La modification est le premier livre que je lis de
Michel Butor , auteur phare du Nouveau roman, et c'est une vraie découverte.
Tout d'abord, ce livre est écrit à la deuxième personne du pluriel. Cela désarçonne légèrement au début du roman, introduit une certaine distance, interroge sur qui parle, mais très vite l'effet s'estompe et ne gêne en rien la lecture.
Indépendamment de cet effet de style, il m'a fallu un certain temps pour bien entrer dans le livre.
Au départ, la situation paraît simple et les descriptions des détails du voyage en train qu'entreprend Léon Delmont pour rejoindre sa maîtresse Cécile à Rome bien stériles, mais progressivement nous sommes happés par le tangage du train, ses mouvements de balancier, et l'histoire s'avère beaucoup plus complexe que prévu, car il ne s'agit pas d'un simple aller Paris-Rome, des trajets se superposant, dans un sens et dans l'autre, les trains se croisant quelque fois. Léon, dont le travail dans le commerce de machines à écrire italiennes le conduit régulièrement au siège de l'entreprise à Rome, voyage souvent seul dans les trains de nuit qui relient les deux capitales, mais il est parfois accompagné de Cécile, ou d'Henriette sa femme, car nous apprenons qu'il y a fait son voyage de noces.
Léon prend quelques jours de congés, incognito, afin d'annoncer à Cécile qu'il a décidé, bien qu'on puisse s'interroger sur le terme de décision, de quitter Henriette, de vivre avec elle, et de la faire venir à Paris, où il lui a trouvé un travail et une possibilité de logement.

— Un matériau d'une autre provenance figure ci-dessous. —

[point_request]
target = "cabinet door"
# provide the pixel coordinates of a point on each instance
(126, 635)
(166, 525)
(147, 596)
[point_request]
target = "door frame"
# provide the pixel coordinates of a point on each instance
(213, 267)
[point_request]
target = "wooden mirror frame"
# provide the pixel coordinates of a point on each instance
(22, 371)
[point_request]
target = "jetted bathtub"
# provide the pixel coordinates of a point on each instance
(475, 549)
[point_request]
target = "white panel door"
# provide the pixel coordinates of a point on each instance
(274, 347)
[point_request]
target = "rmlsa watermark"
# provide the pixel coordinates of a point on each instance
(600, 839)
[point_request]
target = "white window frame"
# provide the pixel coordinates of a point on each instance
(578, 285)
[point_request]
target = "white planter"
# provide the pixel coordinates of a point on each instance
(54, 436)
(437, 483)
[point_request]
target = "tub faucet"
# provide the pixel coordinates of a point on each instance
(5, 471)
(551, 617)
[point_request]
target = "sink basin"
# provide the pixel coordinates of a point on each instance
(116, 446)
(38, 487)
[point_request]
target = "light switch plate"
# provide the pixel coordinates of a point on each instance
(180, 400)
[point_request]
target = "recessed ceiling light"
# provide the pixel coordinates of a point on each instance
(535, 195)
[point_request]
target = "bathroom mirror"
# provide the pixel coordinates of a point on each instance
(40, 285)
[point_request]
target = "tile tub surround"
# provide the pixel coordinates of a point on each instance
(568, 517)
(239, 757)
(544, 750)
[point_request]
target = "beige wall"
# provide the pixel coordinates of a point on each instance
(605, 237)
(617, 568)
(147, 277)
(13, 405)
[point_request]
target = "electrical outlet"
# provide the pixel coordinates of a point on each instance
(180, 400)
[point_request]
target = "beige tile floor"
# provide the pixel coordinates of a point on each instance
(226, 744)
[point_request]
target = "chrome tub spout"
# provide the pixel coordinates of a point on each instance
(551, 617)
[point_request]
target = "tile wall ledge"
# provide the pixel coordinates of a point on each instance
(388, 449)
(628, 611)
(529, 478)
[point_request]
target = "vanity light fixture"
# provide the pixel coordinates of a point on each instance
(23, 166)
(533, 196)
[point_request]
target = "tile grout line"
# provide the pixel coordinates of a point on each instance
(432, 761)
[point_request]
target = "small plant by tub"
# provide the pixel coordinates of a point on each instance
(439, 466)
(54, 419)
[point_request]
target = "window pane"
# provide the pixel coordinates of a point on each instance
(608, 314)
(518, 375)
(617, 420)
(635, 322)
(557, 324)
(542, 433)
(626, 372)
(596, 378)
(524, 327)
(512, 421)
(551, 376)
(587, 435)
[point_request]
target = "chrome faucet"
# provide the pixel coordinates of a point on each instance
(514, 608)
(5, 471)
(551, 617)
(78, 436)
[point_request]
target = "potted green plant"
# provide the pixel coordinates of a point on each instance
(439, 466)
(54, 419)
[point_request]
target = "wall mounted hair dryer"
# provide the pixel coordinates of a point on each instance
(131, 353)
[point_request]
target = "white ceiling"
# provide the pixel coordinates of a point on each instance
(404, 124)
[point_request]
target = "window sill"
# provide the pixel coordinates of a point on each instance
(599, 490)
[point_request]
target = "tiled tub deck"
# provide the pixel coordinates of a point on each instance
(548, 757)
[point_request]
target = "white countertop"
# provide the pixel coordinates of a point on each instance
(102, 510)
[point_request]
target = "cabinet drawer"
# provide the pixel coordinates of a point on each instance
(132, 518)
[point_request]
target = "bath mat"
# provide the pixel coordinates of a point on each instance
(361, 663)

Notons au passage, la dépendance des femmes à l'égard du personnage principal.
Voilà pour l'intrigue, bien mince au demeurant.
Et pourtant, pendant le temps du périple entre Paris et Rome, une tempête se lève sous le crâne de Léon, et ce qui lui paraissait parfaitement limpide au moment de monter dans le train, ne le sera plus à l'arrivée à la gare de Termini, d'où le titre
La modification.
Butor procède à une analyse minutieuse du sentiment amoureux, de ses composantes internes et externes, de son évolution en fonction du contexte.
Le tour de force de
Michel Butor est de venir enchâsser la trajectoire de son histoire d'amour dans le voyage en train, sorte d'espace-temps, qui prend lui-même, de par son traitement formel, une dimension cosmique et poétique. Nous sommes encapsulés dans le compartiment où des voyageurs mutiques entrent et sortent, se lèvent pour fumer une cigarette, se renouvellent au gré du trajet. Léon projette sur eux ses rêveries, ses fantasmes, les affuble de prénoms inventés. Les corps sont en mouvement, suivant les soubresauts du wagon, dans un jeu de lumières et de reflets traversant les vitres. Les gares défilent vers l'Italie, puis en sens inverse. Des éléments quasi surnaturels surgissent comme la grille métallique du chauffage au sol dont les composants se déforment progressivement. Bientôt les rêves et les cauchemars de Léon viennent percuter la réalité et perturber la fin du parcours.
Une pointe de nostalgie vient agrémenter la lecture, à l'évocation des voitures de chemin de fer de cette époque, les filets sur lesquels on suspendait les bagages, les photos de sites touristiques en noir et blanc au dessus des sièges, "e pericoloso sporgesi"...
Enfin, je citerais l'un des "personnages" principaux du roman, la ville de Rome, sublimée, idéalisée, que Léon sillonne en long, en large, en visitant tous les sites, les églises, monuments, temples, fontaines, nourrissant à son égard une fascination, la comparant et la mettant en parallèle avec Paris.
Des zigzags dans le temps et l'espace, des circonvolutions dans les strates de la mémoire et de l'Histoire, un roman, déconcertant, subtil, à la composition sophistiquée.